The Vice President of the United States, Kamala Harris, seeks to use the Summit of the Americas, which takes place this week in Los Angeles, as a platform from which to relaunch her image, after a series of misunderstandings and a collapse in her popularity. That strategy, however, begins with a misstep: Harris mediated directly so that the president of Honduras, Xiomara Castro, who was absent at the last minute, in an affront to the White House, attended the summit. In two years, almost half a million Hondurans have been detained after entering the US without papers, out of a total of almost four million asylum seekers, according to an official US count.
Upon arriving at the White House, President Joe Biden tasked Harris with
a strategy to solve the very serious migration crisis on the southern border of the United States. The vice president was slow to visit that same border, and focused on dealing with the countries that send those without papers to support them with investment for development. Since then, Harris has visited Honduras, Mexico and Guatemala. In the latter country, however, she provoked a controversy by telling Guatemalan emigrants: “Don’t come, don’t keep coming, the US will continue to apply the law and protect its borders.” Several Democrats criticized the vice president for denying these emigrants the right to asylum when they flee misery and violence in their countries, and that she did so with words that were nothing different from those that the Trump Administration would have pronounced.

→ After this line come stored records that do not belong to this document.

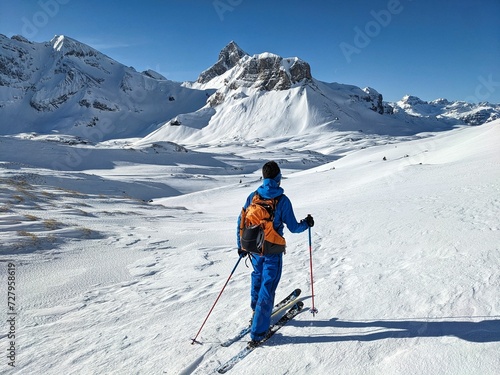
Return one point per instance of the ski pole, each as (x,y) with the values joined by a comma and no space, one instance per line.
(224,287)
(313,310)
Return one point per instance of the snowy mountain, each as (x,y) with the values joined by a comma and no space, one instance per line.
(114,249)
(68,87)
(443,110)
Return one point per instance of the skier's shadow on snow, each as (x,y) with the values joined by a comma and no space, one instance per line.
(487,330)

Following her trip to Mexico and Guatemala, Harris’ popularity plummeted. According to an average of Real Clear Politics polls, after the visit more people suspended Harris than approved of it. Today only 41% of her have a favorable image of her, compared to 52% who do not see her with good eyes. According to other polls, if Biden does not stand for re-election, Harris could lose to Trump if the latter battles again in his party’s primaries.
The truth is that the Summit of the Americas, which is being held on US soil for the first time since 1994, is absent from the three leaders with whom Harris has met in their own countries: Castro from Honduras, Andrés Manuel López Obrador from Mexico and Alejandro Giammatei, from Guatemala.
In the end, López Obrador has led an initiative to boycott the summit due to Biden’s resistance to inviting the dictators of Cuba, Venezuela and Nicaragua. Of the 35 members of the Organization of American States, 30 were invited and 22 heads of state or government attended, in addition to Biden. They send to ministers, from Foreign Affairs or other portfolios, Bolivia, El Salvador, Guatemala, Honduras, Mexico and Uruguay, among others.
Sources from the Biden Administration who spoke to the press on condition of anonymity on Monday said that the important thing is that there are delegations from all the American countries —except Cuba, Nicaragua and Venezuela— and that they have the power to sign migratory agreements, although they do not are the presidents. “We trust that the countries that sign the declaration on migration will commit to its objectives. And that includes Mexico. The Mexican government will be represented at the ministerial level by the foreign minister in Los Angeles. He has fully participated in the development of the migration initiative that will be launched this week. And we believe in every way that they are fully committed to it.”
The Venezuelan delegation is absent from the final list. The White House, for reasons that it has not explained, has not invited Juan Guaidó, whom since 2019 it has recognized as the legitimate representative of the Venezuelan people as leader of the National Assembly. Guaidó was invited to the summit of democracies that Biden organized at the end of 2021, and to which, again, López Obrador did not attend, although it was all by videoconference. So the Mexican president did not even bother to send his foreign minister, but was represented by the ambassador in Washington, Esteban Moctezuma.
The vice president’s office has prepared an ambitious plan that includes more than 1,900 million dollars (almost 1,800 million euros at current exchange rates) in investment commitments from private companies in the area, to create jobs that foster economic growth and deter young adults from leaving their homes, alone or with their families. Those investments include $700 million for mobile networks in Guatemala, Honduras and El Salvador and $270 million from Visa to promote digital payments, among others.
The public investments contemplated by the White House in that area are barely 300 million. In reality, an aid package of 4,000 million dollars for Central America that is being processed in the Capitol has stalled, with no sign of immediately prospering due to lack of support. Biden will also announce an ambitious reform of the Inter-American Development Bank.